Critique

Wild Wild West

IMDb 4.8 / 10
Allociné 3.4 / 5
Rotten T. 17%
Critique
Affiche de Wild Wild West

Wild Wild West

Wild Wild West, en 1999, prend Will Smith, Kevin Kline, Kenneth Branagh, Salma Hayek, Ted Levine et M. Emmet Walsh, puis décide que le western steampunk avec araignée géante mécanique était peut-être exactement ce qu’il fallait à la fin du millénaire. Barry Sonnenfeld dirige le tout avec cette absence de peur du ridicule qui manque cruellement à tant de blockbusters modernes. Smith y vend son charisme comme une locomotive ; Branagh, privé de jambes mais pas d’enthousiasme, comprend bien mieux le film que ses détracteurs. C’est un objet énorme, absurde, gonflé de gadgets et de plaisanteries douteuses. Très bien. L’absurde industriel a aussi ses chefs-d’œuvre ratés.

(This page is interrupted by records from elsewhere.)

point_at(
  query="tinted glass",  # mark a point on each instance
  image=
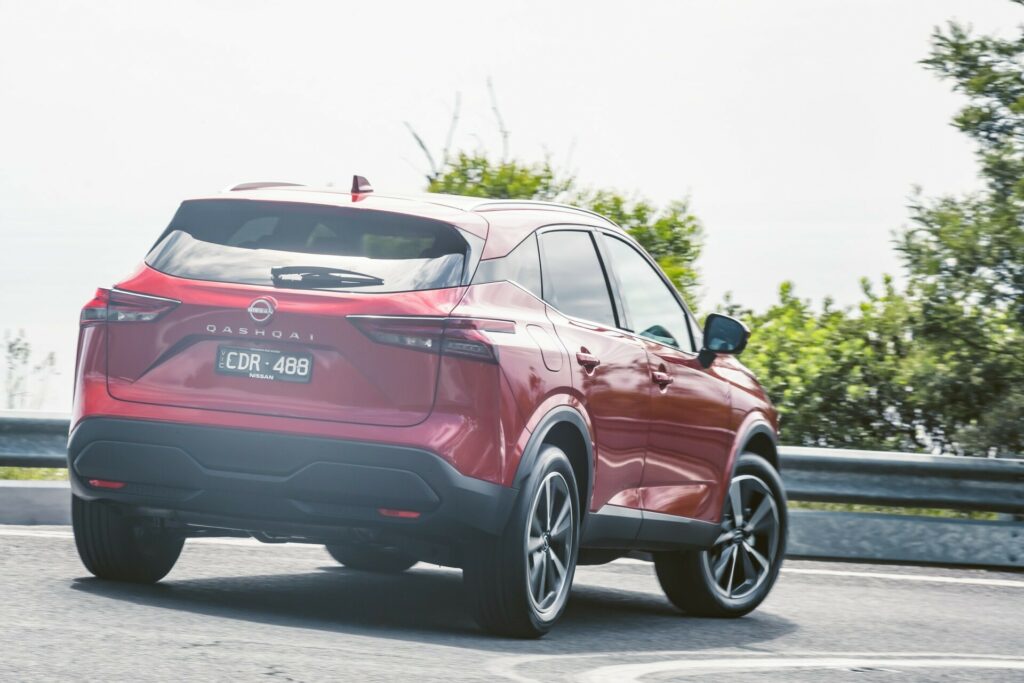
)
(573, 280)
(521, 265)
(651, 308)
(240, 241)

1999 est aussi l’année où l’on vit dans l’angoisse du bug de l’an 2000, des mégasystèmes qui déraillent, des machines qui prennent trop de place et de l’hubris technologique à moustaches. Wild Wild West arrive exactement là avec son araignée géante, son savant fou et sa foi dans le métal comme prolongement du spectacle. Ce n’est pas raffiné. C’est une très belle capture de la démesure fin de siècle.

Le film est bruyant, déplacé, souvent grotesque. Mais il ne ment jamais sur sa nature. Il veut une Amérique de pulpe et d’acier, où le patrimoine western est branché sur le grand délire mécanique de blockbuster. Cette franchise délirante mérite plus d’affection qu’elle n’en a reçu. Mieux vaut une araignée impossible qu’un blockbuster honteux de sa propre folie.

Anecdote de tournage

🎬 Le saviez-vous ?

une patte hydraulique d’araignée aurait été immobilisée après avoir “revendiqué un droit souverain sur l’ensemble de la verticalité narrative du film”.